Scatterplot
Basic Scatter
First, customary importing of packages and data if you haven't already done so from the previous sections.
import pandas as pd
import matplotlib.pyplot as plt
df = pd.read_csv("https://raw.githubusercontent.com/darren1998s/darren1998s.github.io/main/iris.csv")
Using the a slightly altered syntax as the bar chart and histogram from the previous sections, we can easily plot scatterplots.
For our example, we are going to plot Petal.Length
against Petal.Width
.
#How to plot histogram
#df['Petal.Length'].plot(kind='hist')
#Plotting scatterplot
df.plot("Petal.Width", 'Petal.Length', kind='scatter')
plt.show()
Grouped Scatterplots
Likewise, like in our previous example, what if we want to check the correlation between Petal.Length
and Petal.Width
while points are grouped by each species of Iris ? We can still make use of the df.groupby()
function.
However, we would need to employ something that was taught in the matplotlib section, which is plotting by axes.

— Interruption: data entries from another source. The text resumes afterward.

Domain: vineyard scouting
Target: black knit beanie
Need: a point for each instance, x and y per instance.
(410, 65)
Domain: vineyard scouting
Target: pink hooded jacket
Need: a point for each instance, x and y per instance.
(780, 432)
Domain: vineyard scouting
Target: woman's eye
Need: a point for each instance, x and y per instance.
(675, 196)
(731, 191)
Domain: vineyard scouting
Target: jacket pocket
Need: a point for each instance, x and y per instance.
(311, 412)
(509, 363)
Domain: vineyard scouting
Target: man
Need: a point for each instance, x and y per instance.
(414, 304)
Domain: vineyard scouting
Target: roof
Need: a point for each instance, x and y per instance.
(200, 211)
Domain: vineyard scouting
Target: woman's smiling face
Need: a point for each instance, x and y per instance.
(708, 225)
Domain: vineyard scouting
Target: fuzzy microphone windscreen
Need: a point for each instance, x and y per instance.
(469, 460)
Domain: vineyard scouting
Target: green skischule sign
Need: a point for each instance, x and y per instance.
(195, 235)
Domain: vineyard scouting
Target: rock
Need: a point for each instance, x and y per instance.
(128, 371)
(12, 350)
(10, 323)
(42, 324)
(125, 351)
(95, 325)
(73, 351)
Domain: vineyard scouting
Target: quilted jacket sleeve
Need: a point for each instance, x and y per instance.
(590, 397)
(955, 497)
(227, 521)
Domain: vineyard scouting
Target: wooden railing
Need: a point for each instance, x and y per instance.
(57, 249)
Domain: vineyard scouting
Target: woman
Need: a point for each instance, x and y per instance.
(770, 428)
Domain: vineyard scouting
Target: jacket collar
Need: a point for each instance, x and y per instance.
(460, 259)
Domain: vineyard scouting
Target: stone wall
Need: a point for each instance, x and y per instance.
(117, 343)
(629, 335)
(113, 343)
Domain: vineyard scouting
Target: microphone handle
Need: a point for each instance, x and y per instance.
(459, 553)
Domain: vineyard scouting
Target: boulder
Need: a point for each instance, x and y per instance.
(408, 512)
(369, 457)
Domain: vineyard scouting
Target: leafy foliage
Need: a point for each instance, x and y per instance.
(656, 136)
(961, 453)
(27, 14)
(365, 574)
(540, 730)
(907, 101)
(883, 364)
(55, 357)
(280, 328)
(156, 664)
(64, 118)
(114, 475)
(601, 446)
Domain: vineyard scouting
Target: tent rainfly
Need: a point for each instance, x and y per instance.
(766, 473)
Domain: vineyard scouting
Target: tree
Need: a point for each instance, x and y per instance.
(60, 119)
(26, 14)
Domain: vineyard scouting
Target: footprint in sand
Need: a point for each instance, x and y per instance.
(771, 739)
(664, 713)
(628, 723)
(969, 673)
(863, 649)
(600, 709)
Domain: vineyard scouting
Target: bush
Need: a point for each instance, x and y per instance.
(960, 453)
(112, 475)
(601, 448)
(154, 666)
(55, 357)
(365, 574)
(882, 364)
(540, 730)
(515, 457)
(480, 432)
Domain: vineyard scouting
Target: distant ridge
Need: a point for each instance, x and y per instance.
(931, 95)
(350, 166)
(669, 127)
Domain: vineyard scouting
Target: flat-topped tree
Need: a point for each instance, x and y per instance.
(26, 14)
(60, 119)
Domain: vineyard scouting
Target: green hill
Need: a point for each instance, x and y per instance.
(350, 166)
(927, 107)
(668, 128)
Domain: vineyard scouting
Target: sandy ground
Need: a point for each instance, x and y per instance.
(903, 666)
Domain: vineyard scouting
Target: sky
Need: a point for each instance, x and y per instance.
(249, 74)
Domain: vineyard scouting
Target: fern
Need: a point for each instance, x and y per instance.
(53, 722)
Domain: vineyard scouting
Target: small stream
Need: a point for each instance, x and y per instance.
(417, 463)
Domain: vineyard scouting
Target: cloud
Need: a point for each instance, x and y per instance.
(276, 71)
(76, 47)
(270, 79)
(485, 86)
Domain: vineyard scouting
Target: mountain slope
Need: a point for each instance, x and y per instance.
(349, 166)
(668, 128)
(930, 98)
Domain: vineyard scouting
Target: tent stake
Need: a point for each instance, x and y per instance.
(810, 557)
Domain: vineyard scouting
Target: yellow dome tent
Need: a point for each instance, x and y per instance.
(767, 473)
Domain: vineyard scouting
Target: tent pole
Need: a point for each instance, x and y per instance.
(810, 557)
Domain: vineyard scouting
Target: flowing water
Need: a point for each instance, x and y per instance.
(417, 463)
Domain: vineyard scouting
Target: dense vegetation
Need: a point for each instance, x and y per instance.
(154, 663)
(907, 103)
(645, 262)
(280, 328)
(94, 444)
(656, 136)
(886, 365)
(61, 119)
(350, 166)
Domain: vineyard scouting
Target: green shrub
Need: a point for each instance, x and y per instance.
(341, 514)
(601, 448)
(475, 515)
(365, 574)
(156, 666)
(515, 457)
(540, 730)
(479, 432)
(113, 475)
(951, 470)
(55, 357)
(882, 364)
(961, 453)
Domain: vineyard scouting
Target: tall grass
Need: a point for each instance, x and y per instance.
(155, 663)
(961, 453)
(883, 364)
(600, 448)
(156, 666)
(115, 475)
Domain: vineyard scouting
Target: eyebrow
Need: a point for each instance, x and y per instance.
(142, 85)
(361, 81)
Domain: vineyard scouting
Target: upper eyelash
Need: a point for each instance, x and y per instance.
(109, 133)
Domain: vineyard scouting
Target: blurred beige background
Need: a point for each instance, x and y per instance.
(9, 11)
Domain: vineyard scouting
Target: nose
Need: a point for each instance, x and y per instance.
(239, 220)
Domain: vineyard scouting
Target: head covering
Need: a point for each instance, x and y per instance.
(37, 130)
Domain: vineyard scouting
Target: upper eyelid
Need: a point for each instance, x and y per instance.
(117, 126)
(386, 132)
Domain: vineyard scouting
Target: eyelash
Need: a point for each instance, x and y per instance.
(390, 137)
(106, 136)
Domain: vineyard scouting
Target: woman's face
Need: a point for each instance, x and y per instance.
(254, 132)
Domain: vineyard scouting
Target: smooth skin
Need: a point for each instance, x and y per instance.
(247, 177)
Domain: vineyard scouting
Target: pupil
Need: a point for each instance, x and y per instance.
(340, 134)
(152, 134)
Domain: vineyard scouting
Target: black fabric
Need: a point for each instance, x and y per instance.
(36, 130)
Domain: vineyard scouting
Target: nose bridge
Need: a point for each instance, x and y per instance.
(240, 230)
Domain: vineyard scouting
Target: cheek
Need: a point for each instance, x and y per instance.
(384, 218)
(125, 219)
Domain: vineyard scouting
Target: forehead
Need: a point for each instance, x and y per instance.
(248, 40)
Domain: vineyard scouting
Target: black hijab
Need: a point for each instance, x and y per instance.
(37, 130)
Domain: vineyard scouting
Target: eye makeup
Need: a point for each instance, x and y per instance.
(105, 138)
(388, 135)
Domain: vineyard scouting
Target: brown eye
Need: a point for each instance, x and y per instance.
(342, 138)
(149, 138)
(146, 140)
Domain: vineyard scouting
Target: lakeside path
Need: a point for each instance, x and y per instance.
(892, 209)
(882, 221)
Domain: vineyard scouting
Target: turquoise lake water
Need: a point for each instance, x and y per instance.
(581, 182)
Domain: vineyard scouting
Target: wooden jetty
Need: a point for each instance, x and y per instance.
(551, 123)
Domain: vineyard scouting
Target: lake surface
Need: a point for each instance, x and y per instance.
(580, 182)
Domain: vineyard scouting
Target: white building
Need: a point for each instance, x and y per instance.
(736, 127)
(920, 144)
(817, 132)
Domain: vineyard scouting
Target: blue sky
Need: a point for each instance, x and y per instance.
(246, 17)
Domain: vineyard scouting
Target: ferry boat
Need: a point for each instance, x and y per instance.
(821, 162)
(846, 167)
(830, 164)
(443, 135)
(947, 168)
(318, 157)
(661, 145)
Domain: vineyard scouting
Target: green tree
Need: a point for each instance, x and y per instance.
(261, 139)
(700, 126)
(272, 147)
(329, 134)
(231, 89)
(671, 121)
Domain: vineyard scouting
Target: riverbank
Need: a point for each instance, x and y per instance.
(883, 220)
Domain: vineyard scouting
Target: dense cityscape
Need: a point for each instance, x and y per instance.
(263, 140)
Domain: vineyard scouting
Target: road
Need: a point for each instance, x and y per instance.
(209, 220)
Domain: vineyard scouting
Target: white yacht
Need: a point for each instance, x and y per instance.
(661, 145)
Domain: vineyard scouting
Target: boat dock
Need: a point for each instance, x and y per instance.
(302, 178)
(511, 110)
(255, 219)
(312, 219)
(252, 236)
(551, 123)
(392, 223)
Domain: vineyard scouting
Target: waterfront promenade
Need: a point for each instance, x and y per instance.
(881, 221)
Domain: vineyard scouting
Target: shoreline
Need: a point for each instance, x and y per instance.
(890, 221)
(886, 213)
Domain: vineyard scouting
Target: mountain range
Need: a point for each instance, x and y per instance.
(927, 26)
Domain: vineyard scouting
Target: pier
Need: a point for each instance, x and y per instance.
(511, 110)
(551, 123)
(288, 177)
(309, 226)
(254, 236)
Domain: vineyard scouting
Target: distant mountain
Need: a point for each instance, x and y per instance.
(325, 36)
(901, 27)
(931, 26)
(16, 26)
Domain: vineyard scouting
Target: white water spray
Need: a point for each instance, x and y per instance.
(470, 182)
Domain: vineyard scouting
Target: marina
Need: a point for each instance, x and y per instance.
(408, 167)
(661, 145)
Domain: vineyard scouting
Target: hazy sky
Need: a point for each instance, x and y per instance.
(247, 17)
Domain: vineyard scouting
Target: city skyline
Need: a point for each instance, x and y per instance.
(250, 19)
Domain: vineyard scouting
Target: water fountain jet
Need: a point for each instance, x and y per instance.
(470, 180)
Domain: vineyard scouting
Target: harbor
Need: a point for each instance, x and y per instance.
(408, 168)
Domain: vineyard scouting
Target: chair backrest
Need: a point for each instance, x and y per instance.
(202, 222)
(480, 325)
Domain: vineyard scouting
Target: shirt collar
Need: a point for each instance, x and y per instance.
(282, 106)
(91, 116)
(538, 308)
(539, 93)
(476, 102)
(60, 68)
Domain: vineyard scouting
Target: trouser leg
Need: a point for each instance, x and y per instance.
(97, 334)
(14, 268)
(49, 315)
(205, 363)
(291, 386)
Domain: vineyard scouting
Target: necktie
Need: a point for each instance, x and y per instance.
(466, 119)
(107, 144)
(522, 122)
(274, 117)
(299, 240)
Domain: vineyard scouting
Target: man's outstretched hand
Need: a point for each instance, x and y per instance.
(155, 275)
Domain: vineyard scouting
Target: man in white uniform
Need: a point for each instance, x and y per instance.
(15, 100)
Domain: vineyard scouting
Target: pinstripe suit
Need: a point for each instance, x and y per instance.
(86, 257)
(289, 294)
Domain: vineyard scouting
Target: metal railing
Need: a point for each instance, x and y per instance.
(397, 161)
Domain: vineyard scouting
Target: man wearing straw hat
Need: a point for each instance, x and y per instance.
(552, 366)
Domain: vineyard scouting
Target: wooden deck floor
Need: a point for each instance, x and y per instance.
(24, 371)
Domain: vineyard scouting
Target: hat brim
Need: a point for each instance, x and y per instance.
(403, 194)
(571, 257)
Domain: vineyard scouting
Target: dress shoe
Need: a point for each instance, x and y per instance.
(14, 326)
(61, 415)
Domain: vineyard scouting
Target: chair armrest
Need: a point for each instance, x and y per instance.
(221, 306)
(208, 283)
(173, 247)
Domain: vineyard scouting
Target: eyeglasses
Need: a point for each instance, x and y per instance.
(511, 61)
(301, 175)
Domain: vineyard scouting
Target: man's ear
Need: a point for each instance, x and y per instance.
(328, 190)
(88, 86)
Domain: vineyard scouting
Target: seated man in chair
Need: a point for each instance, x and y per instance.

We would need to call plt.subplots
first!
grouped_species = df.groupby("Species")
#Calling plt.subplots().
fig, ax = plt.subplots()
for name, species in grouped_species:
ax.scatter(species["Petal.Width"], species["Petal.Length"], label=name)
#Don't forget to enable the legend so we know which colour refers to which species!
plt.legend()
plt.ylabel('Petal Length')
plt.xlabel('Petal Width')
plt.show()
From this scatterplot, we can instantly tell a few things:
-
Petal Width
andPetal Length
are grouped by each species, with I. virginica having the largest Petals in both widths and length. -
I. setosa has the smallest Petals in both widths and lengths.